That’s a lot of info, and not very easy to read. This is the well-known text (wkt) representation of the crs. We can see that GDA94 stands for Geocentric Datum of Australia 1994, but we can get a more basic version of the crs using:

crs(zones, describe = TRUE)
#>                        name authority code
#> 1 GDA94 / Australian Albers      EPSG 3577
#>                                                                                                                                                area
#> 1 Australia - Australian Capital Territory; New South Wales; Northern Territory; Queensland; South Australia; Tasmania; Western Australia; Victoria
#>                          extent
#> 1 112.85, 153.69, -43.70, -9.86

This gives just key information we often need to make sense of a crs. We can see that this crs is intended for use for Australia, including all states. We also get the EPSG code: 3577. EPSG stands for European Petroleum Survey Group who developed a database of ‘official’ crs’s, but now people use EPSG to refer to the database itself (see here for more on the history of EPSG).

Let’s check the crs of the data we have been using

crs(sst_cropped_masked, describe = TRUE)
#>     name authority code area         extent
#> 1 WGS 84      EPSG 4326 <NA> NA, NA, NA, NA

The raster is in a crs with EPSG code 4326. This is widely used for global data, and is ‘unprojected’ data, measured in degrees longitude and latitude.

We want to get our rasters into the same crs. In this case we will project the raster into the local crs. Projecting can be done using project() and providing the data we want to project and a crs. In this case we can use the crs of the zones object, which we already know we can get using crs(zones), but we could also just provide the EPSG code:

raster users note: project() replaces projectRaster()

sst_cropped_masked_projected <- project(sst_cropped_masked, crs(zones))

#as an alternative, we can use the EPSG that we went to project into like this:
#project(sst_cropped_masked, "epsg:3577")

It is really important to understand that when we project a raster, we create a new raster in the crs we are projecting into.

Let’s compare our original raster and the projected version:

sst_cropped_masked
#> class       : SpatRaster 
#> dimensions  : 276, 229, 1  (nrow, ncol, nlyr)
#> resolution  : 0.04999999, 0.05  (x, y)
#> extent      : 142.55, 154, -24.5, -10.7  (xmin, xmax, ymin, ymax)
#> coord. ref. : lon/lat WGS 84 (EPSG:4326) 
#> source(s)   : memory
#> varname     : gbr_temp_2023_05_31 
#> name        : CRW_SST_2 
#> min value   :     19.82 
#> max value   :     27.74 
#> unit        :   Celsius
sst_cropped_masked_projected
#> class       : SpatRaster 
#> dimensions  : 306, 258, 1  (nrow, ncol, nlyr)
#> resolution  : 5429.925, 5429.925  (x, y)
#> extent      : 1056277, 2457197, -2834019, -1172462  (xmin, xmax, ymin, ymax)
#> coord. ref. : GDA94 / Australian Albers (EPSG:3577) 
#> source(s)   : memory
#> name        : CRW_SST_2 
#> min value   :  19.82000 
#> max value   :  27.73348 
#> unit        :   Celsius

We can see that the projected raster is in the Australian Albers crs, and the extent, resolution, and dimensions have all changed. This crs has units of meters, which means the size of each raser cells is 5430m x 5430m.

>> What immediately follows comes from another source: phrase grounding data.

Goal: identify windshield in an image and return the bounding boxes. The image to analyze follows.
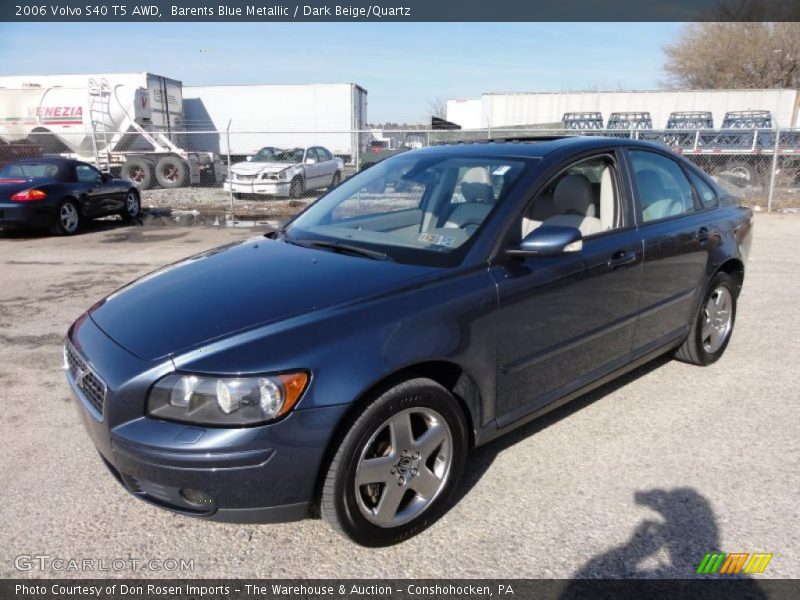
[0,162,62,179]
[266,148,306,163]
[251,147,279,162]
[286,153,528,267]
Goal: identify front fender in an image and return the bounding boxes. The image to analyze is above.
[173,267,499,430]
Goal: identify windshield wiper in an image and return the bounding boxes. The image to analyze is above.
[295,238,391,261]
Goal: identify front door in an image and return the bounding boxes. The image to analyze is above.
[491,152,644,426]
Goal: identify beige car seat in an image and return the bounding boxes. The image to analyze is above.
[444,167,495,234]
[540,174,602,237]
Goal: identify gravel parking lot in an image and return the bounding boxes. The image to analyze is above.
[1,214,797,580]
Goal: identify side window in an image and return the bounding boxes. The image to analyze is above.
[688,170,717,209]
[76,165,102,184]
[629,150,696,223]
[318,148,333,162]
[521,155,620,239]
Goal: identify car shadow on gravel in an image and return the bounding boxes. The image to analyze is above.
[455,353,675,505]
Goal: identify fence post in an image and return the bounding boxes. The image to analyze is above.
[767,127,780,212]
[226,120,233,211]
[355,129,360,171]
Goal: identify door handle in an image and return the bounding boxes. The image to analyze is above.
[697,227,710,242]
[607,250,637,269]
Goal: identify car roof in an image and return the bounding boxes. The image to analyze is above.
[7,157,84,168]
[414,135,668,159]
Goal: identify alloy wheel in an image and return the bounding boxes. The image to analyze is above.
[354,407,453,528]
[126,192,139,217]
[60,203,79,233]
[702,287,733,353]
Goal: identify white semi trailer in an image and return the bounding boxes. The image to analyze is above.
[0,72,221,188]
[182,83,368,163]
[447,89,800,129]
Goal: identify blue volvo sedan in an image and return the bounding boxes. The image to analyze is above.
[65,137,752,546]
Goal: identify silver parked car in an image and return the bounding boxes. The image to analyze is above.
[224,146,344,198]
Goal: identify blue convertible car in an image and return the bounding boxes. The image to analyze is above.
[66,137,752,546]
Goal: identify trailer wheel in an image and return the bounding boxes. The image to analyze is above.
[155,156,190,189]
[121,158,154,189]
[724,160,763,188]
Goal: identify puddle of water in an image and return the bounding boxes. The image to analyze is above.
[141,209,287,230]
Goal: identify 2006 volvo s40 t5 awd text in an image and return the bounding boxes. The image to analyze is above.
[66,137,752,546]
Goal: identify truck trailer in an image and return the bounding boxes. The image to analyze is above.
[0,72,221,189]
[181,83,368,163]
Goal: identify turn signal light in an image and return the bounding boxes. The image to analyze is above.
[11,188,47,202]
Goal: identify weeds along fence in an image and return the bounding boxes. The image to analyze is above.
[1,128,798,210]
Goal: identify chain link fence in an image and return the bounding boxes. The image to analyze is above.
[1,128,798,215]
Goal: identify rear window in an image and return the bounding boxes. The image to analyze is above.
[0,162,63,179]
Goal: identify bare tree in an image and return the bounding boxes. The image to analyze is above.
[427,97,447,120]
[663,21,800,89]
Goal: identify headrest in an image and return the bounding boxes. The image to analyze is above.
[553,174,595,217]
[461,167,494,204]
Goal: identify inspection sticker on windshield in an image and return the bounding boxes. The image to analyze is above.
[419,232,457,248]
[493,165,511,176]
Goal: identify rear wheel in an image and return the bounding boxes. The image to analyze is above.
[121,158,154,189]
[675,272,737,366]
[321,378,468,546]
[155,155,189,189]
[50,200,81,236]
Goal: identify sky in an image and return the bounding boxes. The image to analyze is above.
[0,22,684,123]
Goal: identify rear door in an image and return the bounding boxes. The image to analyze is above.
[316,147,337,185]
[625,149,718,353]
[491,151,644,426]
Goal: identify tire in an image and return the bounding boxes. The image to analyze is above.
[289,176,305,199]
[154,155,189,189]
[321,378,468,547]
[119,189,141,222]
[724,160,764,188]
[329,171,341,189]
[50,199,81,236]
[675,272,738,366]
[233,192,244,200]
[121,158,154,190]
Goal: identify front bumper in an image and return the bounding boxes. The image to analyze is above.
[223,180,291,197]
[0,201,56,229]
[66,315,348,523]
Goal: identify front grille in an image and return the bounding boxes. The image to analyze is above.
[65,340,107,416]
[235,173,258,181]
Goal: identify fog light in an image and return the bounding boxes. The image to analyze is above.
[180,488,214,506]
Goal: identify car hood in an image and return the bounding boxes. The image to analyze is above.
[89,237,435,361]
[231,161,298,175]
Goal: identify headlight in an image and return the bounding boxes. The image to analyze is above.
[147,371,309,426]
[260,170,275,180]
[277,168,291,181]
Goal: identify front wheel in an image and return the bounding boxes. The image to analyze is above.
[119,190,141,222]
[329,171,341,189]
[321,378,468,546]
[675,272,737,366]
[289,176,305,199]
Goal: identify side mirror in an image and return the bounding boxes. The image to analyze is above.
[305,157,317,165]
[101,172,111,182]
[506,225,583,258]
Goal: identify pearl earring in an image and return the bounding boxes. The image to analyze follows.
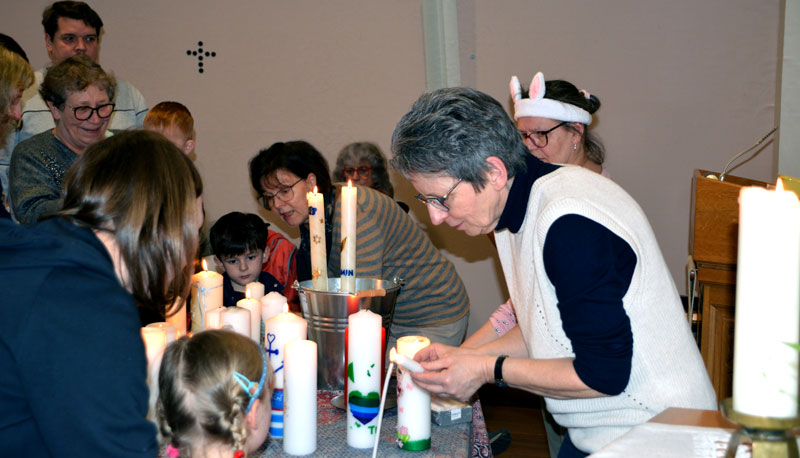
[573,143,577,151]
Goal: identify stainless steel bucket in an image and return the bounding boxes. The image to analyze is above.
[295,277,402,390]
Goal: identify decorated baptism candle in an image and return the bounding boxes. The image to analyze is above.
[733,181,800,418]
[346,309,383,448]
[306,186,328,291]
[283,339,318,455]
[395,335,431,451]
[190,259,223,332]
[340,180,357,294]
[265,305,308,438]
[237,291,262,343]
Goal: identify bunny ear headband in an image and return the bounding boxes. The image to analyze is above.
[510,72,593,125]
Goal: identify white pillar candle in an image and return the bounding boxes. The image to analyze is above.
[261,292,287,346]
[205,308,222,330]
[237,291,262,343]
[265,305,308,438]
[146,322,177,344]
[346,309,383,448]
[165,297,187,337]
[190,260,223,332]
[141,326,167,370]
[220,306,251,338]
[733,182,800,418]
[395,336,431,451]
[306,186,328,291]
[283,339,318,456]
[340,180,357,294]
[245,281,265,301]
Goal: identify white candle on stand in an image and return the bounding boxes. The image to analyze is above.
[237,291,262,343]
[306,186,328,291]
[395,336,431,451]
[190,259,223,332]
[245,281,265,301]
[283,339,318,456]
[220,306,251,338]
[165,297,187,337]
[265,305,308,439]
[346,309,382,448]
[340,180,357,294]
[146,322,177,344]
[733,181,800,418]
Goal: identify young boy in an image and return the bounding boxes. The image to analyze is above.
[210,212,284,307]
[143,101,196,157]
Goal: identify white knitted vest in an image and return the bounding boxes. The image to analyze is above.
[495,166,716,453]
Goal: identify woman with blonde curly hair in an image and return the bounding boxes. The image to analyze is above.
[158,330,273,458]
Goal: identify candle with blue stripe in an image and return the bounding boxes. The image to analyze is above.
[346,309,382,448]
[340,180,357,294]
[265,305,307,438]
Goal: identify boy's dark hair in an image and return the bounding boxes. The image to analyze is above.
[210,212,270,259]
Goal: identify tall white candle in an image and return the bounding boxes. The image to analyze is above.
[220,306,250,338]
[146,322,177,344]
[733,182,800,418]
[283,339,318,456]
[395,336,431,451]
[190,260,223,332]
[346,309,383,448]
[265,305,308,439]
[340,180,357,294]
[237,291,262,343]
[306,186,328,291]
[165,297,187,337]
[245,281,265,301]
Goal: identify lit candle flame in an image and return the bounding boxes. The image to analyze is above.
[389,347,397,363]
[777,178,785,192]
[348,179,353,188]
[245,289,251,300]
[313,185,318,194]
[283,304,289,314]
[201,258,208,272]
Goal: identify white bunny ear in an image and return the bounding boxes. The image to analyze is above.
[529,72,545,100]
[510,76,522,101]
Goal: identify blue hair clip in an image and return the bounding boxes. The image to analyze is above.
[232,349,268,414]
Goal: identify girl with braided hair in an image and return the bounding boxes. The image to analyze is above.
[157,330,273,457]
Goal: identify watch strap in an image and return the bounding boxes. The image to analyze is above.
[494,354,509,387]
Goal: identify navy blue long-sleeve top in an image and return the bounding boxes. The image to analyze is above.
[495,156,636,396]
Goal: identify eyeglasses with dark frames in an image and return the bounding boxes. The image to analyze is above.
[340,166,372,178]
[67,103,115,121]
[415,178,462,212]
[519,121,569,148]
[259,177,304,210]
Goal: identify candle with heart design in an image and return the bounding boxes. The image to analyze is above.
[395,336,431,451]
[346,308,382,448]
[265,305,307,438]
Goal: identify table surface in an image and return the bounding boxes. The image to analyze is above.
[254,391,491,458]
[649,407,737,429]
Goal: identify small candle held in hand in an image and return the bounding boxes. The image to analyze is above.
[395,336,431,451]
[390,347,424,373]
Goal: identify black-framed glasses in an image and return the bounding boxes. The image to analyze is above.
[519,121,569,148]
[68,103,115,121]
[259,177,304,209]
[415,178,462,212]
[341,166,372,178]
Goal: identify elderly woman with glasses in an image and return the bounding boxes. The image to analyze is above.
[9,54,115,224]
[391,87,715,458]
[249,141,470,347]
[333,141,410,212]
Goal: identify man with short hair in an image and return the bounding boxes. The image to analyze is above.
[1,1,148,210]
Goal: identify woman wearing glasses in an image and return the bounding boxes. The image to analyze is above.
[333,141,410,212]
[9,55,114,224]
[249,141,470,346]
[512,72,610,179]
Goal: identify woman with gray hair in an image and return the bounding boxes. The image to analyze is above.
[9,54,116,224]
[334,141,409,212]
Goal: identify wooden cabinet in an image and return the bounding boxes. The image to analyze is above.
[689,170,767,402]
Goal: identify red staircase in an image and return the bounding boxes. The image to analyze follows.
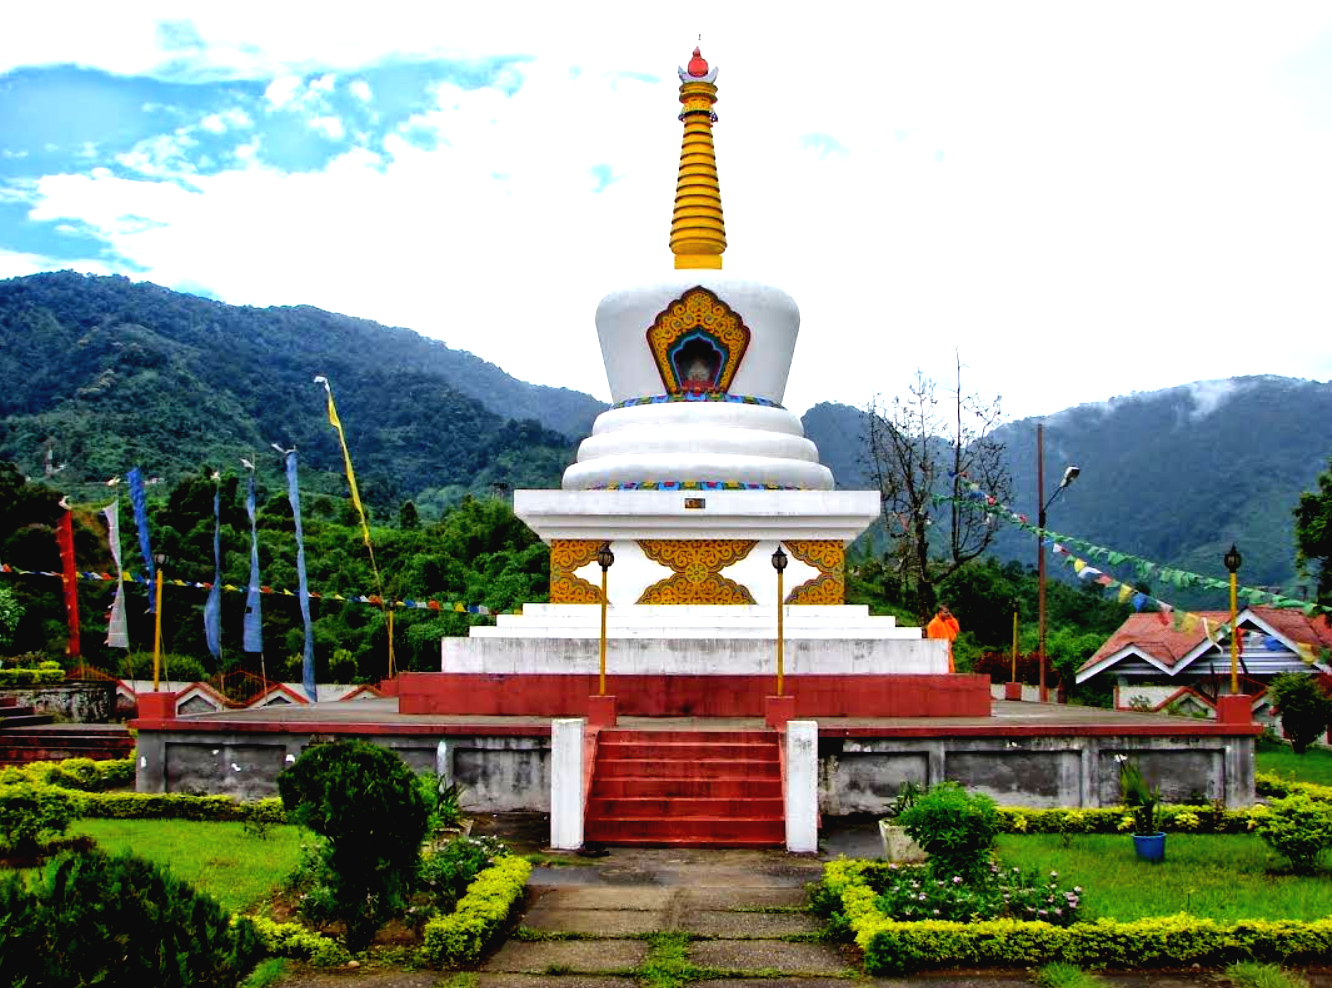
[584,729,785,848]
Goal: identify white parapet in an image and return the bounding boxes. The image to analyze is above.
[550,718,585,851]
[785,721,819,853]
[515,489,879,543]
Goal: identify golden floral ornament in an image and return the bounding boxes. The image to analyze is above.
[645,287,750,395]
[549,540,605,604]
[782,539,845,605]
[636,539,757,605]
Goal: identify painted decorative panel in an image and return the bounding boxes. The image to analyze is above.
[645,287,751,395]
[636,539,757,605]
[783,539,845,605]
[549,540,604,604]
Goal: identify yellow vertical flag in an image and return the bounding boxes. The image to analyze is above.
[1117,583,1134,604]
[315,375,395,677]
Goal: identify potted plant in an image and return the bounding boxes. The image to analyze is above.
[1118,757,1165,861]
[878,781,927,863]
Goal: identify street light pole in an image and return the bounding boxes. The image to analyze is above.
[1224,545,1243,695]
[1036,423,1080,704]
[596,542,615,697]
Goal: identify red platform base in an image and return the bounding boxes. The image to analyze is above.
[1004,681,1024,701]
[1216,694,1253,725]
[399,672,989,718]
[586,694,618,727]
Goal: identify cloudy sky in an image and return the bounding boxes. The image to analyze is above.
[3,2,1331,421]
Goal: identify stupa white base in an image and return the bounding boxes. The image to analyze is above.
[444,604,945,676]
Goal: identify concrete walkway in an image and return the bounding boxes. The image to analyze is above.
[469,815,1332,988]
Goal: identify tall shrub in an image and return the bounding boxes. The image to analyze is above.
[1266,673,1332,754]
[0,849,260,987]
[1254,794,1332,873]
[897,781,999,881]
[277,739,429,951]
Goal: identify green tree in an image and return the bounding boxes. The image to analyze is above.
[277,740,429,951]
[1294,455,1332,606]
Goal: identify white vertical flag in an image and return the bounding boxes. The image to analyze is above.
[103,500,129,649]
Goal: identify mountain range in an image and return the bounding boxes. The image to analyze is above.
[1,271,1328,598]
[802,377,1332,598]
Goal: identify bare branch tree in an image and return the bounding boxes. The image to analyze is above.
[864,353,1012,619]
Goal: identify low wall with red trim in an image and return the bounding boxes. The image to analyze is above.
[397,672,991,719]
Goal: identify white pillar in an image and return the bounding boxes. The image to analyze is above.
[550,718,586,850]
[785,720,818,853]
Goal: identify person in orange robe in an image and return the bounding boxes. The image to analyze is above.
[926,605,961,673]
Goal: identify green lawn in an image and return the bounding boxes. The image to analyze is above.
[70,819,306,914]
[995,834,1332,922]
[1255,741,1332,786]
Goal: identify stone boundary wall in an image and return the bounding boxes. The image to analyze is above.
[2,682,115,723]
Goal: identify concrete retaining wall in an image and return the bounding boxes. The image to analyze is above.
[135,728,551,811]
[817,732,1255,813]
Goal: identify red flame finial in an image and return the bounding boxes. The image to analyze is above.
[687,47,710,78]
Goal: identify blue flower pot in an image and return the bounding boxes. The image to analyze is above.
[1133,832,1166,862]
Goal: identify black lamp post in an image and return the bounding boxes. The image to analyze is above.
[771,545,788,696]
[1224,544,1242,695]
[1037,420,1080,703]
[596,542,615,697]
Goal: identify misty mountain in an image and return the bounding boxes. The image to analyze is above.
[800,377,1332,596]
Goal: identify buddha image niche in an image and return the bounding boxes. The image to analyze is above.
[676,339,721,393]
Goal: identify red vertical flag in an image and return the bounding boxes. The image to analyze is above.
[56,508,80,658]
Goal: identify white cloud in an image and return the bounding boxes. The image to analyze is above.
[264,76,302,108]
[5,3,1332,421]
[308,115,345,141]
[349,79,372,103]
[199,108,252,134]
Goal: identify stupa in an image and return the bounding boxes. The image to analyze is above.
[424,48,987,723]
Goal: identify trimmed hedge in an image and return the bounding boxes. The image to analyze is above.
[80,791,287,822]
[420,854,531,967]
[0,666,66,686]
[997,804,1254,835]
[1255,773,1332,803]
[1,757,136,792]
[249,916,350,966]
[823,858,1332,975]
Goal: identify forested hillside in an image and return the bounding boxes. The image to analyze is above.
[802,376,1332,597]
[0,271,603,514]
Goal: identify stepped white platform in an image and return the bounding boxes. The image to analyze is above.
[445,604,944,677]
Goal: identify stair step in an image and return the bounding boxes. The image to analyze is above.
[590,777,782,799]
[588,796,784,818]
[0,705,40,719]
[584,816,785,841]
[595,741,777,761]
[598,730,772,745]
[596,758,779,780]
[0,714,55,728]
[578,836,785,849]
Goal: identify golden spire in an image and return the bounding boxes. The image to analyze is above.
[670,47,726,269]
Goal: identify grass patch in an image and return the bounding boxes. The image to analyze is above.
[1256,742,1332,787]
[521,851,592,867]
[69,818,305,914]
[510,927,598,941]
[1227,961,1311,988]
[239,958,287,988]
[638,931,706,988]
[996,833,1332,921]
[1035,962,1107,988]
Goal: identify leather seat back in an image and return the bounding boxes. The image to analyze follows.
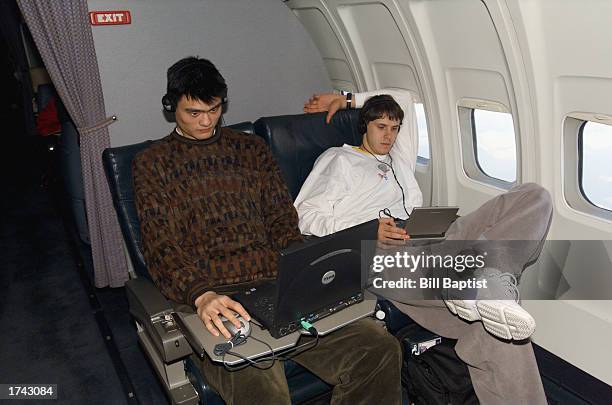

Let’s compare how the two rasters now look.

par(mfrow = c(1,2)) #so we get plots beside each other: 1 row, 2 columns
plot(sst_cropped_masked)
plot(sst_cropped_masked_projected)


par(mfrow = c(1,1)) #revert back to one plot per row

The maps look very similar, but we can see that the shape is changed and the axes are now in different units, reflecting the projection.

Let’s have a look at a summary of the values for each raster.

summary(sst_cropped_masked)
#>    CRW_SST_2    
#>  Min.   :19.82  
#>  1st Qu.:24.25  
#>  Median :25.05  
#>  Mean   :25.19  
#>  3rd Qu.:26.49  
#>  Max.   :27.74  
#>  NA's   :50850
summary(sst_cropped_masked_projected)
#>    CRW_SST_2    
#>  Min.   :19.82  
#>  1st Qu.:24.27  
#>  Median :25.09  
#>  Mean   :25.21  
#>  3rd Qu.:26.53  
#>  Max.   :27.73  
#>  NA's   :66743

The statistics are similar, but not exactly the same. There are also a lot more NA values in the projected raster, largely because there are more cells: 63204 in the original and 78948 in the projected raster.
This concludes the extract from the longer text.